= Volunteer Civil Force =

The Volunteer Civil Force (VCF) was an armed force of volunteer police officers, established in February 1913 by picture dealer, restorer and framer William Mailes Power. at Ruskin House, Rochester Row, Westminster, which became its headquarters.

Power had previously been one of the founders of the Volunteer Police Force, begun on 21 October 1911 with Power as its vice-president and the Duke of Abercorn as its president - it was renamed the Civilian Force in December 1911. Power was removed from the Civilian Force on 16 December 1912 and the following year forced to apologise for inadvertently misrepresenting the VCF as the Civilian Force's successor and the Civilian Force as defunct. Though still in existence at the time of the court case, it is unclear when the Civilian Force disbanded.

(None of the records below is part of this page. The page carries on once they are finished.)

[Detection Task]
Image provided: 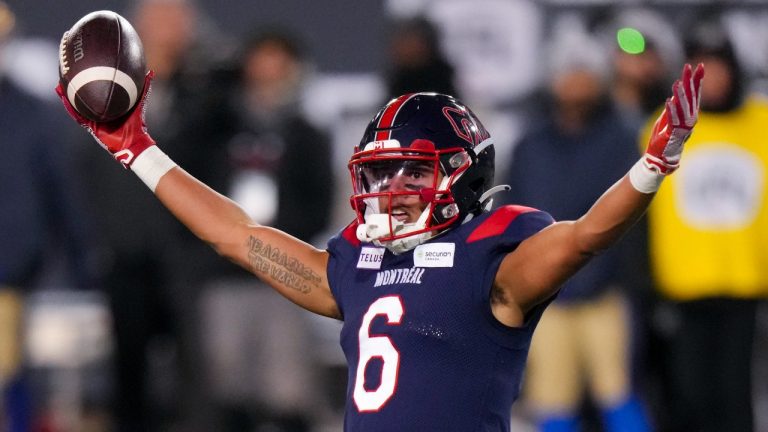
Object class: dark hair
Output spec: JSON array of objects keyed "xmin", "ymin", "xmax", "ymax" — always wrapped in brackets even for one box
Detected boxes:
[
  {"xmin": 243, "ymin": 27, "xmax": 306, "ymax": 60},
  {"xmin": 684, "ymin": 19, "xmax": 745, "ymax": 112}
]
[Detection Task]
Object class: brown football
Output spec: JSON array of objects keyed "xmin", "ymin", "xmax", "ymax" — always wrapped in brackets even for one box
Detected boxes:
[{"xmin": 59, "ymin": 10, "xmax": 147, "ymax": 122}]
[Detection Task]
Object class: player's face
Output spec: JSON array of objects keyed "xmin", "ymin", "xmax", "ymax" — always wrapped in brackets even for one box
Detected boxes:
[{"xmin": 365, "ymin": 161, "xmax": 442, "ymax": 223}]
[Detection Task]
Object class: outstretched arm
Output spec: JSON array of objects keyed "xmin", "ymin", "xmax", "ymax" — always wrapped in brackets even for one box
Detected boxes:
[
  {"xmin": 56, "ymin": 72, "xmax": 340, "ymax": 318},
  {"xmin": 492, "ymin": 65, "xmax": 704, "ymax": 326}
]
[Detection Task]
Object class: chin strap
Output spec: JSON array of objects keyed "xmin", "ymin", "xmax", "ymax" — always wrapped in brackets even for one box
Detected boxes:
[{"xmin": 355, "ymin": 206, "xmax": 434, "ymax": 254}]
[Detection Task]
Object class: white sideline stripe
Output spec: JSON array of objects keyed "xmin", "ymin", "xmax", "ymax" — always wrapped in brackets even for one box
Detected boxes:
[{"xmin": 67, "ymin": 66, "xmax": 139, "ymax": 107}]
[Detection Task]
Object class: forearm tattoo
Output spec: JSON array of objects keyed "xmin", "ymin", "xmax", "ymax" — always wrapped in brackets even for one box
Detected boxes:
[{"xmin": 248, "ymin": 236, "xmax": 321, "ymax": 294}]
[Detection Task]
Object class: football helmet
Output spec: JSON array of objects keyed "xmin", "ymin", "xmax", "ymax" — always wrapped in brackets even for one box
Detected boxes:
[{"xmin": 348, "ymin": 93, "xmax": 497, "ymax": 253}]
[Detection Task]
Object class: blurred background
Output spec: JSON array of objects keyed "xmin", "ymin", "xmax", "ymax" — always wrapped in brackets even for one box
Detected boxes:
[{"xmin": 0, "ymin": 0, "xmax": 768, "ymax": 432}]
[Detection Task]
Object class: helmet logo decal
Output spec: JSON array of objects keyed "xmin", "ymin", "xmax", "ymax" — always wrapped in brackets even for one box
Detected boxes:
[
  {"xmin": 363, "ymin": 140, "xmax": 400, "ymax": 151},
  {"xmin": 443, "ymin": 106, "xmax": 490, "ymax": 147},
  {"xmin": 375, "ymin": 93, "xmax": 416, "ymax": 141}
]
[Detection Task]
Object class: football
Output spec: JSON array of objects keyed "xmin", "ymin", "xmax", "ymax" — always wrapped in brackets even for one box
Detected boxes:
[{"xmin": 59, "ymin": 10, "xmax": 147, "ymax": 122}]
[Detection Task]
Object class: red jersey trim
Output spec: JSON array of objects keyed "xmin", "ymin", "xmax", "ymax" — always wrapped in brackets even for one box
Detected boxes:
[
  {"xmin": 467, "ymin": 205, "xmax": 536, "ymax": 243},
  {"xmin": 341, "ymin": 221, "xmax": 361, "ymax": 247}
]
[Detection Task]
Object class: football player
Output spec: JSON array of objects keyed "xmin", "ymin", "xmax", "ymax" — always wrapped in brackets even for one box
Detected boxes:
[{"xmin": 58, "ymin": 65, "xmax": 704, "ymax": 432}]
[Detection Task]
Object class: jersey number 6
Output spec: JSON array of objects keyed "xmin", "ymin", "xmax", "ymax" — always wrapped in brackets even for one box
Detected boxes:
[{"xmin": 353, "ymin": 296, "xmax": 403, "ymax": 412}]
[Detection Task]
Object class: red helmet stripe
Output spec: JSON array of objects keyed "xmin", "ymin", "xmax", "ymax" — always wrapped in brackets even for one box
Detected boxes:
[{"xmin": 375, "ymin": 93, "xmax": 416, "ymax": 141}]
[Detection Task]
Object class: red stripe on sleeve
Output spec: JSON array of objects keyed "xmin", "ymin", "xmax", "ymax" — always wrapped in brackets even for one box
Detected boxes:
[{"xmin": 467, "ymin": 205, "xmax": 536, "ymax": 243}]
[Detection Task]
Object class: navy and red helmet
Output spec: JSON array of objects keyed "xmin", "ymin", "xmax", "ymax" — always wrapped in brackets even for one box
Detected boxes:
[{"xmin": 349, "ymin": 93, "xmax": 494, "ymax": 253}]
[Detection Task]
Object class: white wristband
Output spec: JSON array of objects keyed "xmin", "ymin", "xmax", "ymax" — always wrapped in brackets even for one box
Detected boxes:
[
  {"xmin": 629, "ymin": 158, "xmax": 665, "ymax": 193},
  {"xmin": 131, "ymin": 145, "xmax": 176, "ymax": 192}
]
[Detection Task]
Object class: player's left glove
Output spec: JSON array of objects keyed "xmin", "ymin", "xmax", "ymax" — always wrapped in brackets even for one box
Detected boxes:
[
  {"xmin": 56, "ymin": 71, "xmax": 176, "ymax": 192},
  {"xmin": 630, "ymin": 64, "xmax": 704, "ymax": 193},
  {"xmin": 56, "ymin": 71, "xmax": 155, "ymax": 168}
]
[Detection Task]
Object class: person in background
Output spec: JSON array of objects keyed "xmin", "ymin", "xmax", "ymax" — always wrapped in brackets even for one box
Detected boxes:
[
  {"xmin": 385, "ymin": 17, "xmax": 460, "ymax": 98},
  {"xmin": 605, "ymin": 9, "xmax": 683, "ymax": 131},
  {"xmin": 504, "ymin": 30, "xmax": 649, "ymax": 432},
  {"xmin": 0, "ymin": 1, "xmax": 95, "ymax": 432},
  {"xmin": 195, "ymin": 26, "xmax": 334, "ymax": 432},
  {"xmin": 644, "ymin": 19, "xmax": 768, "ymax": 432},
  {"xmin": 70, "ymin": 0, "xmax": 229, "ymax": 432}
]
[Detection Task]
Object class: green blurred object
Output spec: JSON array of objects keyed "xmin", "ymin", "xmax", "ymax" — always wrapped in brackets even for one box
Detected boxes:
[{"xmin": 616, "ymin": 27, "xmax": 645, "ymax": 54}]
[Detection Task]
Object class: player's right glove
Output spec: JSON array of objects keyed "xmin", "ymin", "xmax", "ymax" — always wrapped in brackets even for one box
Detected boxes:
[
  {"xmin": 56, "ymin": 71, "xmax": 155, "ymax": 168},
  {"xmin": 644, "ymin": 64, "xmax": 704, "ymax": 175},
  {"xmin": 629, "ymin": 64, "xmax": 704, "ymax": 193}
]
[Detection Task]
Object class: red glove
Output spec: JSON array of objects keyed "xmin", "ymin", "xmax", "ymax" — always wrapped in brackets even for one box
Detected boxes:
[
  {"xmin": 56, "ymin": 71, "xmax": 155, "ymax": 168},
  {"xmin": 643, "ymin": 64, "xmax": 704, "ymax": 175}
]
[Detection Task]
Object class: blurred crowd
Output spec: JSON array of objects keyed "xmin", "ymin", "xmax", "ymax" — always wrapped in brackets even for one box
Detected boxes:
[{"xmin": 0, "ymin": 0, "xmax": 768, "ymax": 432}]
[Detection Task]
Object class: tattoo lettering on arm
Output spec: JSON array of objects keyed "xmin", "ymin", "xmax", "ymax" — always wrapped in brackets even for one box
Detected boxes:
[{"xmin": 248, "ymin": 236, "xmax": 322, "ymax": 294}]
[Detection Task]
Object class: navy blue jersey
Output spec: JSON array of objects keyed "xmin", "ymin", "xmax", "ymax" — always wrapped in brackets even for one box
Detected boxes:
[{"xmin": 328, "ymin": 206, "xmax": 553, "ymax": 432}]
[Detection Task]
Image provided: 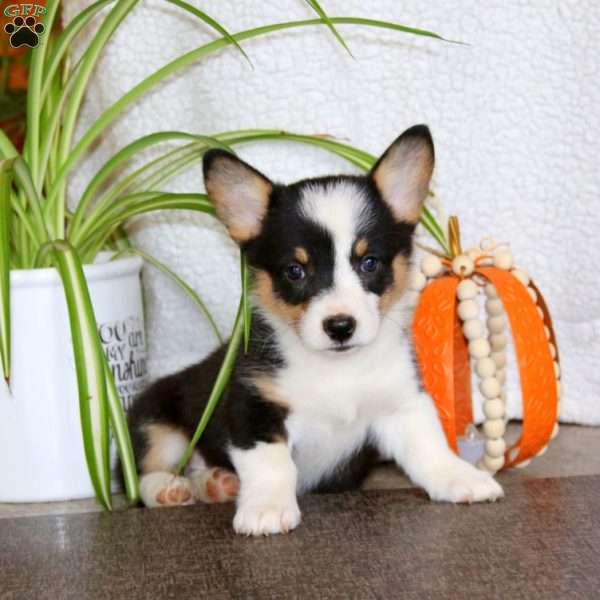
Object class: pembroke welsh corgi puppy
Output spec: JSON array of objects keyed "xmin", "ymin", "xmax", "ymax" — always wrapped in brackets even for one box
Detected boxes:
[{"xmin": 129, "ymin": 125, "xmax": 503, "ymax": 535}]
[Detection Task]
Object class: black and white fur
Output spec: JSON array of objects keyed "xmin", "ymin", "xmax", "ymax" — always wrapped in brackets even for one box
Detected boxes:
[{"xmin": 125, "ymin": 125, "xmax": 502, "ymax": 535}]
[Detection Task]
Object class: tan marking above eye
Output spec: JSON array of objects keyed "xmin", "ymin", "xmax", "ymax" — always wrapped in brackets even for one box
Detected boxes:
[
  {"xmin": 379, "ymin": 254, "xmax": 409, "ymax": 313},
  {"xmin": 294, "ymin": 246, "xmax": 309, "ymax": 265},
  {"xmin": 354, "ymin": 238, "xmax": 369, "ymax": 258},
  {"xmin": 254, "ymin": 271, "xmax": 306, "ymax": 328}
]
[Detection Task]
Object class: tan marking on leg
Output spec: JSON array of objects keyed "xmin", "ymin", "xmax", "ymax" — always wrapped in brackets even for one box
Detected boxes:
[
  {"xmin": 254, "ymin": 271, "xmax": 306, "ymax": 328},
  {"xmin": 294, "ymin": 246, "xmax": 308, "ymax": 265},
  {"xmin": 379, "ymin": 254, "xmax": 408, "ymax": 313},
  {"xmin": 190, "ymin": 467, "xmax": 240, "ymax": 503},
  {"xmin": 354, "ymin": 238, "xmax": 369, "ymax": 258},
  {"xmin": 140, "ymin": 471, "xmax": 194, "ymax": 508},
  {"xmin": 141, "ymin": 423, "xmax": 189, "ymax": 473}
]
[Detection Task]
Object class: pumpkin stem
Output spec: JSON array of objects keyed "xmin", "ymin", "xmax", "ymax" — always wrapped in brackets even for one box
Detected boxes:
[{"xmin": 448, "ymin": 215, "xmax": 462, "ymax": 258}]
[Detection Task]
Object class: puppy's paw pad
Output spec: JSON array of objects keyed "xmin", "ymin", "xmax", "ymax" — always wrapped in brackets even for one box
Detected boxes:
[
  {"xmin": 194, "ymin": 467, "xmax": 240, "ymax": 502},
  {"xmin": 427, "ymin": 463, "xmax": 504, "ymax": 504},
  {"xmin": 156, "ymin": 477, "xmax": 193, "ymax": 506},
  {"xmin": 233, "ymin": 502, "xmax": 301, "ymax": 535}
]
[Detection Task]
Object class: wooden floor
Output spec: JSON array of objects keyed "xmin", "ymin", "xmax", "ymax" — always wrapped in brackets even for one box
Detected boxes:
[
  {"xmin": 0, "ymin": 427, "xmax": 600, "ymax": 600},
  {"xmin": 0, "ymin": 476, "xmax": 600, "ymax": 600}
]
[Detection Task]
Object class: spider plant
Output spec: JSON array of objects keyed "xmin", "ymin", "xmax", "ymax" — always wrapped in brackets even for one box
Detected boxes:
[{"xmin": 0, "ymin": 0, "xmax": 444, "ymax": 509}]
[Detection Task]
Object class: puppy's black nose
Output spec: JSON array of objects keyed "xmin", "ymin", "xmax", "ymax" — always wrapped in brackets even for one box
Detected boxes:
[{"xmin": 323, "ymin": 315, "xmax": 356, "ymax": 342}]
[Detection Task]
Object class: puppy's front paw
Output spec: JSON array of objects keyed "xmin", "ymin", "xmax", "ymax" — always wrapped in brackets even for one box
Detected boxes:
[
  {"xmin": 233, "ymin": 498, "xmax": 300, "ymax": 535},
  {"xmin": 425, "ymin": 460, "xmax": 504, "ymax": 504}
]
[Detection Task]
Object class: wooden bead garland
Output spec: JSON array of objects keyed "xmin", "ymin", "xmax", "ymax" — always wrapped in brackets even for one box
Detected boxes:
[{"xmin": 410, "ymin": 218, "xmax": 561, "ymax": 473}]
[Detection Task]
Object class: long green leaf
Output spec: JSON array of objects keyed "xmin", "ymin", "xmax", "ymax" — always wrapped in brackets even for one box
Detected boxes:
[
  {"xmin": 13, "ymin": 156, "xmax": 50, "ymax": 247},
  {"xmin": 166, "ymin": 0, "xmax": 252, "ymax": 66},
  {"xmin": 240, "ymin": 253, "xmax": 252, "ymax": 352},
  {"xmin": 82, "ymin": 193, "xmax": 215, "ymax": 260},
  {"xmin": 103, "ymin": 360, "xmax": 139, "ymax": 504},
  {"xmin": 49, "ymin": 240, "xmax": 112, "ymax": 510},
  {"xmin": 0, "ymin": 128, "xmax": 19, "ymax": 158},
  {"xmin": 306, "ymin": 0, "xmax": 354, "ymax": 58},
  {"xmin": 24, "ymin": 0, "xmax": 59, "ymax": 185},
  {"xmin": 49, "ymin": 17, "xmax": 450, "ymax": 198},
  {"xmin": 112, "ymin": 248, "xmax": 224, "ymax": 344},
  {"xmin": 40, "ymin": 0, "xmax": 115, "ymax": 103},
  {"xmin": 48, "ymin": 0, "xmax": 138, "ymax": 237},
  {"xmin": 0, "ymin": 160, "xmax": 13, "ymax": 384},
  {"xmin": 175, "ymin": 302, "xmax": 244, "ymax": 473},
  {"xmin": 69, "ymin": 131, "xmax": 228, "ymax": 240}
]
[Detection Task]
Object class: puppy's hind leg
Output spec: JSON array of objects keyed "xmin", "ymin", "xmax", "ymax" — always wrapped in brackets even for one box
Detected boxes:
[{"xmin": 140, "ymin": 424, "xmax": 194, "ymax": 508}]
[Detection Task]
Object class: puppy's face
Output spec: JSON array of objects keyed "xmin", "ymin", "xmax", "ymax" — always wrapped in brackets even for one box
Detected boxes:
[{"xmin": 204, "ymin": 126, "xmax": 433, "ymax": 352}]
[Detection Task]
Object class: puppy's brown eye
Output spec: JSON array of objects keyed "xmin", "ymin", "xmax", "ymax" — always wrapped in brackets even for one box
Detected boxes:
[
  {"xmin": 360, "ymin": 256, "xmax": 379, "ymax": 273},
  {"xmin": 285, "ymin": 263, "xmax": 306, "ymax": 281}
]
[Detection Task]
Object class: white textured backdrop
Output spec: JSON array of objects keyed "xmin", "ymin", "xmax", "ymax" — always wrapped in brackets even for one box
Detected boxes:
[{"xmin": 65, "ymin": 0, "xmax": 600, "ymax": 423}]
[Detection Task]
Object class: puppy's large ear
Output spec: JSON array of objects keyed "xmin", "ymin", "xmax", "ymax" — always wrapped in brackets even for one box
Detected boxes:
[
  {"xmin": 203, "ymin": 150, "xmax": 273, "ymax": 243},
  {"xmin": 369, "ymin": 125, "xmax": 434, "ymax": 224}
]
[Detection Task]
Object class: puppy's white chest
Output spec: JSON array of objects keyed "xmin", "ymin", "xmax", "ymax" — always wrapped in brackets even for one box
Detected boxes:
[{"xmin": 278, "ymin": 336, "xmax": 417, "ymax": 492}]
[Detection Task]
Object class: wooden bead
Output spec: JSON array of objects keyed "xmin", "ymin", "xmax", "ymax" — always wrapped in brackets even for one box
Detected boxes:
[
  {"xmin": 463, "ymin": 319, "xmax": 483, "ymax": 340},
  {"xmin": 484, "ymin": 283, "xmax": 498, "ymax": 300},
  {"xmin": 511, "ymin": 268, "xmax": 531, "ymax": 285},
  {"xmin": 494, "ymin": 248, "xmax": 513, "ymax": 271},
  {"xmin": 452, "ymin": 254, "xmax": 475, "ymax": 277},
  {"xmin": 469, "ymin": 338, "xmax": 490, "ymax": 358},
  {"xmin": 421, "ymin": 254, "xmax": 444, "ymax": 277},
  {"xmin": 475, "ymin": 356, "xmax": 496, "ymax": 379},
  {"xmin": 408, "ymin": 271, "xmax": 427, "ymax": 292},
  {"xmin": 485, "ymin": 299, "xmax": 504, "ymax": 317},
  {"xmin": 496, "ymin": 369, "xmax": 506, "ymax": 385},
  {"xmin": 485, "ymin": 438, "xmax": 506, "ymax": 457},
  {"xmin": 483, "ymin": 398, "xmax": 504, "ymax": 419},
  {"xmin": 456, "ymin": 279, "xmax": 479, "ymax": 300},
  {"xmin": 458, "ymin": 300, "xmax": 479, "ymax": 321},
  {"xmin": 491, "ymin": 350, "xmax": 506, "ymax": 369},
  {"xmin": 487, "ymin": 317, "xmax": 506, "ymax": 333},
  {"xmin": 483, "ymin": 419, "xmax": 506, "ymax": 439},
  {"xmin": 508, "ymin": 446, "xmax": 521, "ymax": 462},
  {"xmin": 405, "ymin": 290, "xmax": 421, "ymax": 308},
  {"xmin": 465, "ymin": 246, "xmax": 483, "ymax": 262},
  {"xmin": 479, "ymin": 377, "xmax": 500, "ymax": 400},
  {"xmin": 490, "ymin": 333, "xmax": 508, "ymax": 352},
  {"xmin": 482, "ymin": 454, "xmax": 504, "ymax": 473}
]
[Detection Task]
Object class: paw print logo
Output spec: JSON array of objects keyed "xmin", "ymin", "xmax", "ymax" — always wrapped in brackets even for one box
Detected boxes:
[{"xmin": 4, "ymin": 16, "xmax": 45, "ymax": 48}]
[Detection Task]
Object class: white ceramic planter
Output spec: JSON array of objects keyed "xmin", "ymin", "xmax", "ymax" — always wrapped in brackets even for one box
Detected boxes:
[{"xmin": 0, "ymin": 257, "xmax": 146, "ymax": 502}]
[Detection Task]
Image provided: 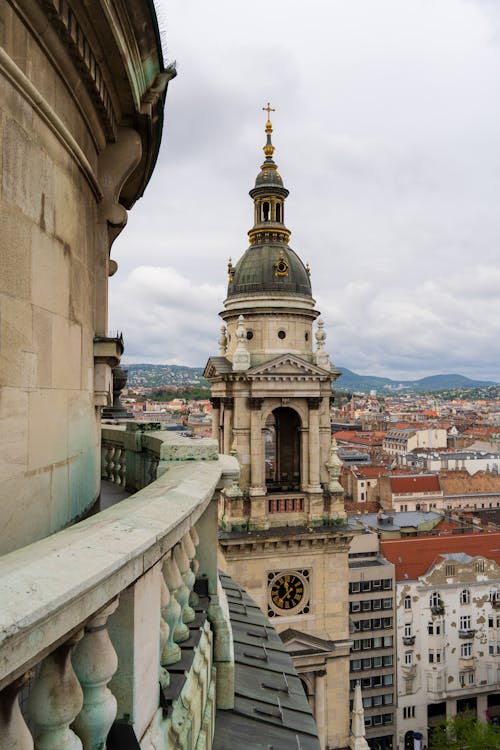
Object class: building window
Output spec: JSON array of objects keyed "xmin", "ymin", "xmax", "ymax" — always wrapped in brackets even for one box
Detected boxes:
[
  {"xmin": 458, "ymin": 671, "xmax": 474, "ymax": 687},
  {"xmin": 460, "ymin": 643, "xmax": 472, "ymax": 659},
  {"xmin": 460, "ymin": 589, "xmax": 470, "ymax": 604},
  {"xmin": 429, "ymin": 591, "xmax": 441, "ymax": 607}
]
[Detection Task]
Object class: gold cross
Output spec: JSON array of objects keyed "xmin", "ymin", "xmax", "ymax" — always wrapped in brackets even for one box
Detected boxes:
[{"xmin": 262, "ymin": 102, "xmax": 276, "ymax": 120}]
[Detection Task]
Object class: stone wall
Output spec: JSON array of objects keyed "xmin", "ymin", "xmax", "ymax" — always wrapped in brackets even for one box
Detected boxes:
[{"xmin": 0, "ymin": 0, "xmax": 171, "ymax": 553}]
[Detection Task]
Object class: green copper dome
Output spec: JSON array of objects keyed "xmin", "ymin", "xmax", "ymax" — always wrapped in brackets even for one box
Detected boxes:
[
  {"xmin": 227, "ymin": 244, "xmax": 312, "ymax": 298},
  {"xmin": 227, "ymin": 104, "xmax": 312, "ymax": 299}
]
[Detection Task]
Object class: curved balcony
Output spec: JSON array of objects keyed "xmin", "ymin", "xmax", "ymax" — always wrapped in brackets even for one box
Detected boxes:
[{"xmin": 0, "ymin": 429, "xmax": 237, "ymax": 750}]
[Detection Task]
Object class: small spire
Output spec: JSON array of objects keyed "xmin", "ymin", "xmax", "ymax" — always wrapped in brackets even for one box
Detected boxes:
[{"xmin": 262, "ymin": 102, "xmax": 276, "ymax": 159}]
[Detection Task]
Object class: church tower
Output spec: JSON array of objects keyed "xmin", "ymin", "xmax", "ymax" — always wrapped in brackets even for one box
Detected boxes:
[{"xmin": 205, "ymin": 105, "xmax": 353, "ymax": 748}]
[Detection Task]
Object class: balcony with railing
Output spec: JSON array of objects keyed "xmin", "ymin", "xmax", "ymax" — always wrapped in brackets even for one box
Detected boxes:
[{"xmin": 0, "ymin": 428, "xmax": 237, "ymax": 750}]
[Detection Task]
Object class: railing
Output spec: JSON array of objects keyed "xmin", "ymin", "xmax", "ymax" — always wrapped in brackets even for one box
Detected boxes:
[{"xmin": 0, "ymin": 429, "xmax": 237, "ymax": 750}]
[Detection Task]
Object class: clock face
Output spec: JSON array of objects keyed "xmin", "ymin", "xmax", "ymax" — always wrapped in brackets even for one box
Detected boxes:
[{"xmin": 268, "ymin": 571, "xmax": 309, "ymax": 615}]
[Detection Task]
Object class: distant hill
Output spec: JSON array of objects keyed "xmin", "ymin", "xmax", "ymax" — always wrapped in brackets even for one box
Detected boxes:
[
  {"xmin": 124, "ymin": 363, "xmax": 497, "ymax": 395},
  {"xmin": 335, "ymin": 367, "xmax": 497, "ymax": 394}
]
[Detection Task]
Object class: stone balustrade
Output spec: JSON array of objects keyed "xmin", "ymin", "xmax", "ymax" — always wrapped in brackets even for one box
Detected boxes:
[{"xmin": 0, "ymin": 427, "xmax": 238, "ymax": 750}]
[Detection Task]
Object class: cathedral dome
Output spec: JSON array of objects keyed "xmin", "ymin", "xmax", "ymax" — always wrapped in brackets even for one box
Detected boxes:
[
  {"xmin": 227, "ymin": 104, "xmax": 312, "ymax": 300},
  {"xmin": 227, "ymin": 244, "xmax": 312, "ymax": 299}
]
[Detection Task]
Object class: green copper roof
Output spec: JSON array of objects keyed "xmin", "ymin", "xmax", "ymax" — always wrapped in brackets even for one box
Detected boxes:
[{"xmin": 227, "ymin": 244, "xmax": 312, "ymax": 297}]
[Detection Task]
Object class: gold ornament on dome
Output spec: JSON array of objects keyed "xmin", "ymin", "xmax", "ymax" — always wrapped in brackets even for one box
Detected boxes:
[{"xmin": 274, "ymin": 250, "xmax": 288, "ymax": 276}]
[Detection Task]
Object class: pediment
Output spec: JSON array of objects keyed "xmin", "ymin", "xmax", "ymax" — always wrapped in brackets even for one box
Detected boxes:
[
  {"xmin": 280, "ymin": 628, "xmax": 334, "ymax": 654},
  {"xmin": 246, "ymin": 354, "xmax": 331, "ymax": 378}
]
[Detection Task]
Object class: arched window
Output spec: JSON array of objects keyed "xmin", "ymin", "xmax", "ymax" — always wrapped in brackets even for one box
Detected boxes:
[
  {"xmin": 460, "ymin": 589, "xmax": 470, "ymax": 604},
  {"xmin": 429, "ymin": 591, "xmax": 441, "ymax": 607}
]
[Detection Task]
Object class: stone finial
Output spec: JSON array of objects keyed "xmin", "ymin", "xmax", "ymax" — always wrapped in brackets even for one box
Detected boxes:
[
  {"xmin": 233, "ymin": 315, "xmax": 250, "ymax": 372},
  {"xmin": 315, "ymin": 318, "xmax": 330, "ymax": 370},
  {"xmin": 218, "ymin": 326, "xmax": 227, "ymax": 357},
  {"xmin": 325, "ymin": 437, "xmax": 346, "ymax": 523},
  {"xmin": 349, "ymin": 680, "xmax": 370, "ymax": 750},
  {"xmin": 326, "ymin": 437, "xmax": 344, "ymax": 493}
]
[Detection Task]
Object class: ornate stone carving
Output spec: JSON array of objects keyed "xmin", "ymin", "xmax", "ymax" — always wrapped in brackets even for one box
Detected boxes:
[
  {"xmin": 0, "ymin": 672, "xmax": 33, "ymax": 750},
  {"xmin": 218, "ymin": 326, "xmax": 227, "ymax": 357},
  {"xmin": 29, "ymin": 631, "xmax": 83, "ymax": 750},
  {"xmin": 72, "ymin": 599, "xmax": 118, "ymax": 750},
  {"xmin": 233, "ymin": 315, "xmax": 250, "ymax": 372},
  {"xmin": 307, "ymin": 396, "xmax": 323, "ymax": 409},
  {"xmin": 248, "ymin": 396, "xmax": 264, "ymax": 409}
]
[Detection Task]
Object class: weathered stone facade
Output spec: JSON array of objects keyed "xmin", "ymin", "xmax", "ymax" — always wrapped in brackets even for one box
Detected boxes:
[{"xmin": 0, "ymin": 0, "xmax": 173, "ymax": 552}]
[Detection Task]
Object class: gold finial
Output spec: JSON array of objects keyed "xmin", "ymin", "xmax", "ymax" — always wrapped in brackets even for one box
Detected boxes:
[{"xmin": 262, "ymin": 102, "xmax": 276, "ymax": 159}]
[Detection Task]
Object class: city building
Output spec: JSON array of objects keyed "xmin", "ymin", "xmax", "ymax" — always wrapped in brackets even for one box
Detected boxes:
[
  {"xmin": 383, "ymin": 427, "xmax": 448, "ymax": 456},
  {"xmin": 205, "ymin": 108, "xmax": 354, "ymax": 749},
  {"xmin": 0, "ymin": 0, "xmax": 319, "ymax": 750},
  {"xmin": 379, "ymin": 474, "xmax": 443, "ymax": 512},
  {"xmin": 349, "ymin": 531, "xmax": 397, "ymax": 750},
  {"xmin": 380, "ymin": 533, "xmax": 500, "ymax": 750}
]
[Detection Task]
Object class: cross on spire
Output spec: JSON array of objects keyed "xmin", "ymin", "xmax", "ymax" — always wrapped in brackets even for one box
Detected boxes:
[{"xmin": 262, "ymin": 102, "xmax": 276, "ymax": 120}]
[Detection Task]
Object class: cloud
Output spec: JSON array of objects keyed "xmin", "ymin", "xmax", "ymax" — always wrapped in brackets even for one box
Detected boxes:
[{"xmin": 110, "ymin": 0, "xmax": 500, "ymax": 379}]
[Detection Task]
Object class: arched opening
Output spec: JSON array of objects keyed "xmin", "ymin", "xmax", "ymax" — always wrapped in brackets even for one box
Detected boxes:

The VCF was popularly known as Winston's Bobbies due to Winston Churchill's encouragement of its formation to assist the Metropolitan Police in a context of national strikes by rail, dock and coal workers in 1911 and 1912. Part of the VCF was embodied as a labour battalion of the London Regiment on the outbreak of World War One and the rest later joined the Artists Rifles. By July 1915 the VCF was known as the Westminster Battalion, West London Regiment, Volunteer Training Corps, with Power granted army rank as a Temporary Captain, but it was not re-formed as a separate body after the end of the conflict.